Admittedly, rallies happen only a few times a year, but the problem is that their timing can be awful. Have you ever had an upcoming test right after tutorial or an urgent matter to discuss with a teacher only to find out that there was an upcoming rally looming in the shadows, waiting to poach your entire tutorial period? Unfortunately, we have — more than a few times.
On rally days, many students walk to their usual spots for tutorial hoping to meet with their friends and do homework, only to find their favorite classrooms locked and their beloved teachers nowhere to be found. While the school doesn’t have an explicit policy mandating rally attendance, teachers practically push us out of their rooms and into the large gym during rally days.
Tutorials are incredibly useful and should not be pushed aside by rallies. They are supposed to be a time for students to catch up on homework and seek help from teachers; the school makes this very clear during the beginning of the year, as they waste tutorial time emphasizing the importance of tutorial.
We as students are not supposed to engage in frivolous activities during this short work period in order for the school to meet the state-mandated instructional minutes requirement. So where do frivolous activities like rallies fit in?
Rallies are full of “fun” games and activities that students and staff compete in, while their peers and colleagues watch and cheer them on — does this count as being any more academically or socially emotionally relevant than studying and hanging out with friends? Rallies are intended to improve school spirit, but when was the last time a rally actually achieved this goal?

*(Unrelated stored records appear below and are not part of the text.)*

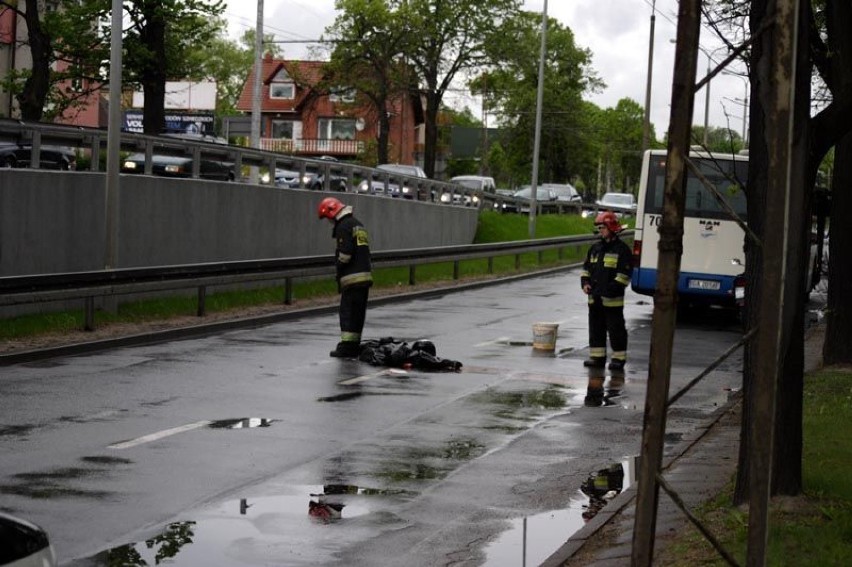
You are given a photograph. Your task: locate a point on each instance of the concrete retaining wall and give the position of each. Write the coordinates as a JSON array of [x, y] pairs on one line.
[[54, 222]]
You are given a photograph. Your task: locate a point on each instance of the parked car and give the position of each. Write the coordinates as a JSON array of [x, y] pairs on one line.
[[624, 203], [178, 166], [335, 182], [522, 197], [564, 192], [23, 544], [480, 185], [289, 178], [181, 166], [376, 185], [50, 157]]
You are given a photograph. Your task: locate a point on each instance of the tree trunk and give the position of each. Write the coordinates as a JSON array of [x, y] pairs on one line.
[[384, 132], [430, 151], [37, 85], [787, 458], [154, 76], [837, 348]]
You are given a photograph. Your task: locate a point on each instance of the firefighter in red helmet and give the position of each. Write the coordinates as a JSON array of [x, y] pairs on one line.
[[604, 277], [354, 276]]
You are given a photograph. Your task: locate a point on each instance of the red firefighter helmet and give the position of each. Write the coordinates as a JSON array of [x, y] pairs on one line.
[[329, 207], [609, 220]]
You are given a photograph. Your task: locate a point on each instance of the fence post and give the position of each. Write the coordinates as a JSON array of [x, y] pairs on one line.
[[202, 301], [89, 314], [288, 291]]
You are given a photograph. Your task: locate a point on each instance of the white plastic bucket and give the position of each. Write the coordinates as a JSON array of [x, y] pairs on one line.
[[544, 336]]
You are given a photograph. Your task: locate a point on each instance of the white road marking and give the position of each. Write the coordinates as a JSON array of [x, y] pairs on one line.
[[159, 435]]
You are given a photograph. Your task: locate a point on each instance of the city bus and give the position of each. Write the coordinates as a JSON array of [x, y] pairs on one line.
[[713, 260]]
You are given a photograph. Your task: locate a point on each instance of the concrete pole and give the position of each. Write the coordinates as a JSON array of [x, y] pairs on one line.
[[538, 103], [256, 90], [778, 97], [112, 208], [646, 126], [707, 102], [668, 268]]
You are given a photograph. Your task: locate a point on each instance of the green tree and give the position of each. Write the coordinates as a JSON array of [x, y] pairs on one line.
[[161, 35], [510, 86], [66, 53], [448, 37], [621, 145]]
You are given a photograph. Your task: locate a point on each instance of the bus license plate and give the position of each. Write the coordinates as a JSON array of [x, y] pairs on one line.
[[705, 284]]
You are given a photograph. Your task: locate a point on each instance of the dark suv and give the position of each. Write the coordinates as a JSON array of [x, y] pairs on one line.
[[50, 157]]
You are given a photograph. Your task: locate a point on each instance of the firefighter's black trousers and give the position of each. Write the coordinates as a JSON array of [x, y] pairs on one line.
[[353, 312], [605, 321]]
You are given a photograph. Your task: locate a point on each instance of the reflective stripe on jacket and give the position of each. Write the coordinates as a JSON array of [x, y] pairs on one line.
[[352, 255], [607, 270]]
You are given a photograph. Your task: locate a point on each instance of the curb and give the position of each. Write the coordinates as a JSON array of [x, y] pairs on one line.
[[617, 505], [203, 329]]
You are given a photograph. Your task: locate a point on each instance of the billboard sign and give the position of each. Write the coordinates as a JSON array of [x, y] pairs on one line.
[[176, 122]]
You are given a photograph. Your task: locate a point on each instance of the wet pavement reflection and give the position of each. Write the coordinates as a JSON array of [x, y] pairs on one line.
[[263, 530]]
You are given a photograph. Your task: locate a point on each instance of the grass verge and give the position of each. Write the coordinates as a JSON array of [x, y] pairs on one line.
[[813, 529], [492, 227]]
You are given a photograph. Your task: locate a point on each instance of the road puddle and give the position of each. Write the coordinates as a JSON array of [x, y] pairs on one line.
[[241, 423], [532, 539], [262, 530]]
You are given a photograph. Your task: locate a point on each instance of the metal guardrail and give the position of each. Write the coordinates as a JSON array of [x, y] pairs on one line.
[[87, 286], [91, 141]]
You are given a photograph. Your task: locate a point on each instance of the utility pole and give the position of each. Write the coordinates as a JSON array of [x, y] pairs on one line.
[[778, 97], [538, 103], [646, 126], [113, 139], [256, 90], [668, 268]]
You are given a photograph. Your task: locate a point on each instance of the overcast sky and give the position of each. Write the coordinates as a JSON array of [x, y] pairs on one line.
[[615, 31]]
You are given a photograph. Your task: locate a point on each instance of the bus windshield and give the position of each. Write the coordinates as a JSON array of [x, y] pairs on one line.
[[729, 176]]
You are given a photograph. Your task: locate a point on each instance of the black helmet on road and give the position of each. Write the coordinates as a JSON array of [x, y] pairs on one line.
[[425, 346]]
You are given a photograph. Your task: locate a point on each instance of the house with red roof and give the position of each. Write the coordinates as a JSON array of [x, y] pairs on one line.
[[300, 117]]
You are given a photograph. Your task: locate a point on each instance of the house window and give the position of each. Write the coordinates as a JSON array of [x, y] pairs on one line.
[[342, 95], [282, 86], [283, 129], [336, 129]]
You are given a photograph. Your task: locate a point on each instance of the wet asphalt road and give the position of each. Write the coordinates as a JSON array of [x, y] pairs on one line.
[[211, 451]]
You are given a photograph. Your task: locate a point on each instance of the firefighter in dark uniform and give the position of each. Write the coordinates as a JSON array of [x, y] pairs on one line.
[[354, 276], [605, 275]]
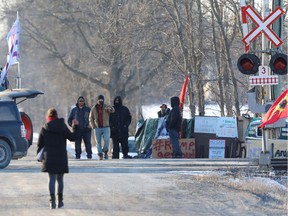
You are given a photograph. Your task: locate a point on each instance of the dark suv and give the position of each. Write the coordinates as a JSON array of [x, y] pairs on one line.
[[16, 131]]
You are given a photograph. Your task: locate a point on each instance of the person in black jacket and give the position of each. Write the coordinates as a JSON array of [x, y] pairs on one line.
[[164, 112], [81, 113], [119, 122], [173, 126], [53, 137]]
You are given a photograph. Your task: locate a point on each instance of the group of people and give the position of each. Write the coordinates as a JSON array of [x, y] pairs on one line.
[[107, 122]]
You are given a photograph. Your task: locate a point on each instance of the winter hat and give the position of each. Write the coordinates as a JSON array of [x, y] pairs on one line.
[[100, 97], [81, 97]]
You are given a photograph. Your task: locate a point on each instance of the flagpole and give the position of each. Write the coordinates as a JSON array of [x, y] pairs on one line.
[[19, 72]]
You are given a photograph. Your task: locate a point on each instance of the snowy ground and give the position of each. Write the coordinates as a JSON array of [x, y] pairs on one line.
[[144, 187]]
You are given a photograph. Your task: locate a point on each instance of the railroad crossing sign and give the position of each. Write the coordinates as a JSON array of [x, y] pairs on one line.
[[263, 78], [263, 26]]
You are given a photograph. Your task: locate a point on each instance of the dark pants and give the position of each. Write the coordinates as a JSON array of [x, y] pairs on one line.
[[174, 140], [116, 147], [60, 183], [84, 134]]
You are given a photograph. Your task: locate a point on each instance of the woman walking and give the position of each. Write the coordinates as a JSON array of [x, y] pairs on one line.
[[53, 137]]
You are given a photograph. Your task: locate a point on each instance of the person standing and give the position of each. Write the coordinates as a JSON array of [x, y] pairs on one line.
[[53, 137], [173, 126], [164, 112], [81, 113], [119, 126], [99, 121]]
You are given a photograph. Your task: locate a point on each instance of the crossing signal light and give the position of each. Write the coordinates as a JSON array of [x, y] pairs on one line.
[[278, 64], [248, 64]]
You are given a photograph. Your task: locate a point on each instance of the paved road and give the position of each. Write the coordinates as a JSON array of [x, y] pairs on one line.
[[124, 187]]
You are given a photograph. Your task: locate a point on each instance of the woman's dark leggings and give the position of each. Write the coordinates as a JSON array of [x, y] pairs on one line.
[[52, 181]]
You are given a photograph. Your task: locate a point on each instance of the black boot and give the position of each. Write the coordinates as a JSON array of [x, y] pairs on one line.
[[60, 200], [52, 201]]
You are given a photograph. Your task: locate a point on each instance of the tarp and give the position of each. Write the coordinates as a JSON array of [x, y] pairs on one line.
[[148, 130]]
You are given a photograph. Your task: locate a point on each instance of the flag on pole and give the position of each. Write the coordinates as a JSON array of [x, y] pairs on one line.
[[183, 93], [278, 110], [13, 49]]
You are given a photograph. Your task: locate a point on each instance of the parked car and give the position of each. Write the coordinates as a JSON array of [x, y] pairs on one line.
[[16, 129]]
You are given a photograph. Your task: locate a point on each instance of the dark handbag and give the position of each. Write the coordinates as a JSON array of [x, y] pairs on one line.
[[40, 155]]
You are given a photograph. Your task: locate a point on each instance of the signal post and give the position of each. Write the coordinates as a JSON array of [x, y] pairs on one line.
[[249, 63]]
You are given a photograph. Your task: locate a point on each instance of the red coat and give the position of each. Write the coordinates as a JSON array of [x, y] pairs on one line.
[[53, 136]]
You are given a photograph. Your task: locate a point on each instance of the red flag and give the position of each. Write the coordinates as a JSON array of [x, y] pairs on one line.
[[278, 110], [183, 92], [13, 49]]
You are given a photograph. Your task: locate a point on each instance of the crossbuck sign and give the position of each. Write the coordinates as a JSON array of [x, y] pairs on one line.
[[263, 25]]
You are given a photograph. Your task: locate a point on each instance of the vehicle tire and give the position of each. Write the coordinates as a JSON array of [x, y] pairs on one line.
[[5, 154]]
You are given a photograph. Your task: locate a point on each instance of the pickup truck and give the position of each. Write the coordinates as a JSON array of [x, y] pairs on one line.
[[16, 129]]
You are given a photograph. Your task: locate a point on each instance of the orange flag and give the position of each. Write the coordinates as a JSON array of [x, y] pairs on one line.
[[278, 110], [183, 92]]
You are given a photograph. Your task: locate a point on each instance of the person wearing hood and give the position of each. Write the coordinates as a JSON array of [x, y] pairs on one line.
[[119, 122], [164, 111], [99, 121], [53, 137], [173, 126], [81, 113]]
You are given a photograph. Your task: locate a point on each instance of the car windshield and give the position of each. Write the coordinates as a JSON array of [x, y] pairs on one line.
[[7, 114]]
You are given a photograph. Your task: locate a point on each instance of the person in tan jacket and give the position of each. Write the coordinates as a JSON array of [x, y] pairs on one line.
[[99, 122]]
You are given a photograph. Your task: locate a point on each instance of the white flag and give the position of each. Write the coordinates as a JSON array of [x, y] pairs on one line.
[[13, 49]]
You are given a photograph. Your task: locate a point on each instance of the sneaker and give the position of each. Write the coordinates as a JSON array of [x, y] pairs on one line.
[[127, 157]]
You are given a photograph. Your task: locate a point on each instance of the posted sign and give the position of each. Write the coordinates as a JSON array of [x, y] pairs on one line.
[[162, 148]]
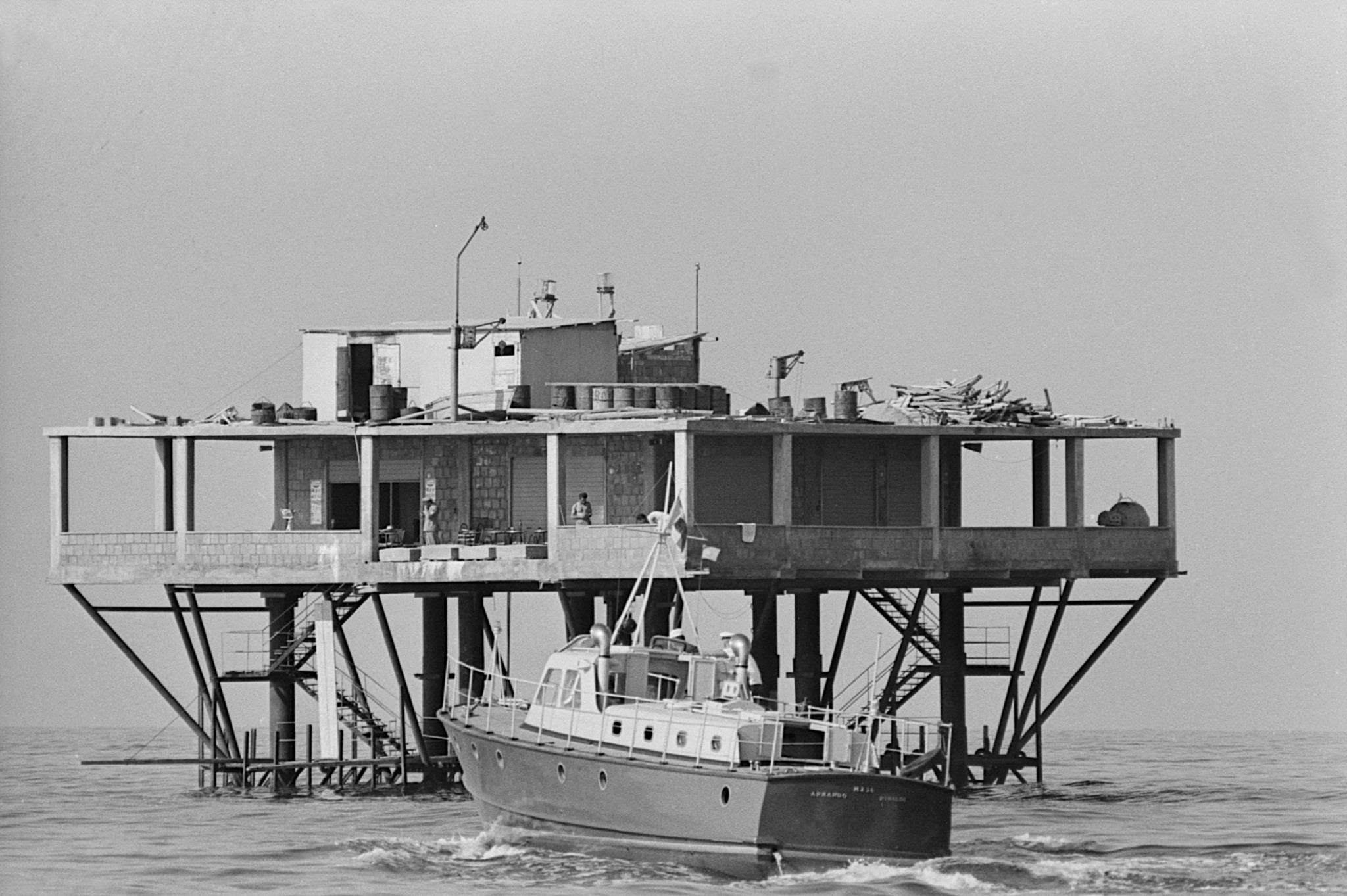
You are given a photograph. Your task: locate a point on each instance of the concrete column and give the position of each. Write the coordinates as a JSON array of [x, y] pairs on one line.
[[554, 490], [766, 650], [60, 484], [281, 631], [1075, 483], [279, 481], [951, 482], [163, 484], [783, 481], [1041, 459], [952, 677], [579, 613], [685, 451], [808, 661], [434, 655], [1165, 493], [184, 492], [368, 498], [472, 646], [931, 490]]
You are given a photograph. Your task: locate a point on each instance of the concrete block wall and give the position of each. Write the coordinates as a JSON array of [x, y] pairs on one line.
[[307, 460], [491, 486], [675, 364], [119, 550]]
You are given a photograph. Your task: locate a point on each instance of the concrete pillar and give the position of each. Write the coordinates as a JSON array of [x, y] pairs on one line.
[[931, 490], [472, 645], [1041, 458], [952, 678], [368, 500], [1165, 493], [951, 482], [554, 490], [281, 631], [783, 479], [656, 621], [60, 484], [184, 492], [163, 484], [1075, 483], [685, 452], [766, 651], [434, 655], [579, 613], [808, 661]]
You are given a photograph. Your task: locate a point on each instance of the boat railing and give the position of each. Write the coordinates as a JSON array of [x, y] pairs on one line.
[[485, 699]]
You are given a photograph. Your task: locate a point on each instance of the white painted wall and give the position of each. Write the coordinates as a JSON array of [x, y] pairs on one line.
[[320, 377]]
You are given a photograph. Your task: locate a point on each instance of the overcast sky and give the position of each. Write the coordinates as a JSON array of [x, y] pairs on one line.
[[1141, 208]]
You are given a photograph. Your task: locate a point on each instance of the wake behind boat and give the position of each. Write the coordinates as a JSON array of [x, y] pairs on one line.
[[659, 748]]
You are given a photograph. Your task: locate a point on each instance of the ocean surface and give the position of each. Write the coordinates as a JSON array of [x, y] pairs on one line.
[[1119, 813]]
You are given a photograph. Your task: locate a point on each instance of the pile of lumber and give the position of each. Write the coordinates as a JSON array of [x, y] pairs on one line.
[[964, 404]]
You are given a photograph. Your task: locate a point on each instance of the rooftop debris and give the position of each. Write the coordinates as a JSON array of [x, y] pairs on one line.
[[964, 404]]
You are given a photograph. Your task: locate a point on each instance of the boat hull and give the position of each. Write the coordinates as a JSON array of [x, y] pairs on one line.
[[732, 820]]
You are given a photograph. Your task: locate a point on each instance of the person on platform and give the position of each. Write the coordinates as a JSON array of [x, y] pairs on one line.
[[581, 510], [429, 511], [754, 673]]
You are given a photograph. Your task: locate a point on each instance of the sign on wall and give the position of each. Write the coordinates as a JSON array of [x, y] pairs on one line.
[[316, 504], [387, 365]]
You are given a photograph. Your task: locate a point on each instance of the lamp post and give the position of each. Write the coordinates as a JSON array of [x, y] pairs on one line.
[[457, 337]]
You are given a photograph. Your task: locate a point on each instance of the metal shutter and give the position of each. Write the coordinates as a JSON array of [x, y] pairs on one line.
[[528, 493]]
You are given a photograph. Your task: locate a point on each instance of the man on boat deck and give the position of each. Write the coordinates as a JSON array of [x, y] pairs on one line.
[[581, 510], [754, 673]]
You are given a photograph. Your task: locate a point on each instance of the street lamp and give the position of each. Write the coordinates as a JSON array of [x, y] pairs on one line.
[[453, 383]]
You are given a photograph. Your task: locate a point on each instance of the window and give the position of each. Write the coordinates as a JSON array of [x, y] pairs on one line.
[[570, 696], [547, 690]]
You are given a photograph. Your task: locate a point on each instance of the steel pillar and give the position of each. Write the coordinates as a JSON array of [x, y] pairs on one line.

It seems that after every single rally, many people come out of the gym shaking their heads in regret and muttering complaints to their friends about the precious time they lost.
Although it may be entertaining to see your friends miserably fail in various rally games like the hamster-ball jousting last year, this short-lived satisfaction doesn’t yield any of the long-lasting positive results that productive tutorial sessions do. Besides, rallies have the same effect on your ears as if you sat next to a running lawn mower for an hour straight, which probably isn’t the best.
Of course, rallies can be a fun place to take a break for those who want to relax, but practically forcing us to go to them simply does not make sense. On these rally days, the school should at least open some classrooms for students to preserve their personal space bubbles and their eardrums.